第7話


 初めてのデートは至って健全に幕を閉じる。

 陽が落ちる前に公園を後にした僕は、四月一日わたぬきさんを駅まで送ったあとで姿を現した真司しんじとゲーセンで少しだけ遊んだ。


 明日も期待しとけよ!

 殴りたくなる笑顔を浮かべる親友の顔面に一撃をくわえて帰宅すると、神妙な面持ちで待ち構えていた母が居た。


「答えろ」


「せめてただいまくらい言わせてよ」


「楽しかったか」


「それなりにね」


 僕がデートをしていたことをどうして母が知っているかなど気にする方が馬鹿らしい。どちらか確定は出来ないが、どちらかがリークしたことだけは間違いないんだ。脳裏に浮かぶ双子が笑っている。


「母からの言葉は一つだ」


「おかえりなさいじゃないの」


「落とせ」


 親指を下に叩きつけないでください。それだと別の意味になるじゃないか。

 古ぼけたカセットデッキを引っ張り出して、ゴゴゴと効果音を背中に背負ってまで息子に伝えたい言葉がこれではあまりにも可哀そうじゃないか。僕が。

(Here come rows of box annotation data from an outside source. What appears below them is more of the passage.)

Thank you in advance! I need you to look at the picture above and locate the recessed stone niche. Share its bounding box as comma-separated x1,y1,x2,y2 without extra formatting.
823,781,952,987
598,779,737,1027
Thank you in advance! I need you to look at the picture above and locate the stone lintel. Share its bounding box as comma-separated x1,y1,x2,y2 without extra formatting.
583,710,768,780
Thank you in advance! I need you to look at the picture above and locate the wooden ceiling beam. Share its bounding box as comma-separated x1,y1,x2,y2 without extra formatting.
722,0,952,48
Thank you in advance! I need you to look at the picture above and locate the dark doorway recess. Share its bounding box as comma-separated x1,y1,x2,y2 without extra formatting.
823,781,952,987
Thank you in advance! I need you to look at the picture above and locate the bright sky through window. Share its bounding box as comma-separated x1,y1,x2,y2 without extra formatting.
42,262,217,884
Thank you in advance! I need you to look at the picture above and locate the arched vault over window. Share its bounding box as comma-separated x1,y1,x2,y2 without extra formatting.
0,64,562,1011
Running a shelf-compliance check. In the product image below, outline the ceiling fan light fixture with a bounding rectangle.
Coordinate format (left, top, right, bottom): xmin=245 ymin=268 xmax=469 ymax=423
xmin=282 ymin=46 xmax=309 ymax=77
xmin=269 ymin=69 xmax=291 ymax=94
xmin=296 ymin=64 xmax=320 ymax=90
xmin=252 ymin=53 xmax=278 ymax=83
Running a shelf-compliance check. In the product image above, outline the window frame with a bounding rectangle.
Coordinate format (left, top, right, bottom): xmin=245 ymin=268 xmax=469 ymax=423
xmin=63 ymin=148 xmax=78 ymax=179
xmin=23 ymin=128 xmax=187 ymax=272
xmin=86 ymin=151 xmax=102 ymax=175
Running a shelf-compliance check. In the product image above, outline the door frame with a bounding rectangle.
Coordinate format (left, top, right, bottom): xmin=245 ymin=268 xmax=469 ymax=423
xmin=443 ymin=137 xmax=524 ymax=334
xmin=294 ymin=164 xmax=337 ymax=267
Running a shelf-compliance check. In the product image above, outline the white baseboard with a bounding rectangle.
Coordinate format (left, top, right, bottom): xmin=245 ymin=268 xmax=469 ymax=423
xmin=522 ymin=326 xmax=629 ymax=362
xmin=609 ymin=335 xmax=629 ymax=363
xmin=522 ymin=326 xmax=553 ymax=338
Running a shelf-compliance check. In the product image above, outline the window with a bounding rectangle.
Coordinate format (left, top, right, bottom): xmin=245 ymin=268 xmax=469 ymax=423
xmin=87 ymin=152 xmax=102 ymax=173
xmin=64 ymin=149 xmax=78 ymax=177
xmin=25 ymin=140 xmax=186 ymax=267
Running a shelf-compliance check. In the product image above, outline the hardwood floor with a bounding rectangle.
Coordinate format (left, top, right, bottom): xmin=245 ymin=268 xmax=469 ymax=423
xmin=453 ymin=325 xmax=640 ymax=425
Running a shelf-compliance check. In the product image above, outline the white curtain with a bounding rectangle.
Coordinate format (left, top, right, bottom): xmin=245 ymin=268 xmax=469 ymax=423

「あんたの趣味を理解してくれるお嬢さんなんて多くはないのよ」


「そうかもしれないけどさ」


「二人が大学を卒業するまでの養育費はなんとかするから」


「せめて生活費って言ってくれない?」


「既成事実を作りなさいと言っているのよ」


「理解した上で生活費って言っているんだよ」


 カセットデッキを持ったまま追いかけてくる母から逃げるようにして洗面所で化粧を落とす。綺麗になることは大好きだが、それでも化粧を落とした時の開放感だけは堪らない。


「自分より美人な男なんて好きになるのは難しいんだからね」


「そういう需要はあるって言うよ」


「最初だけよ。すぐに嫉妬に変わる」


 僕の親だけあって、母も平凡な顔つきをしている。頼むから中身も見た目に合う平凡であって欲しかった。

 言い切りの強い母の意見に物申すほど僕は世間を知らず、また母が根拠なく言い切る人でないことは知っている。


「お父さんなんて喜び過ぎて飛び上がったのよ」


「どこでさ」


「会社」


「そう」


「会議中」


「……そう」


 女装を否定はしないだけの父からすれば、息子が女の子とデートしたことがそんなに嬉しかったのか。申し訳ないとも思うけれど、会議中にスマフォを見てたら駄目だろう。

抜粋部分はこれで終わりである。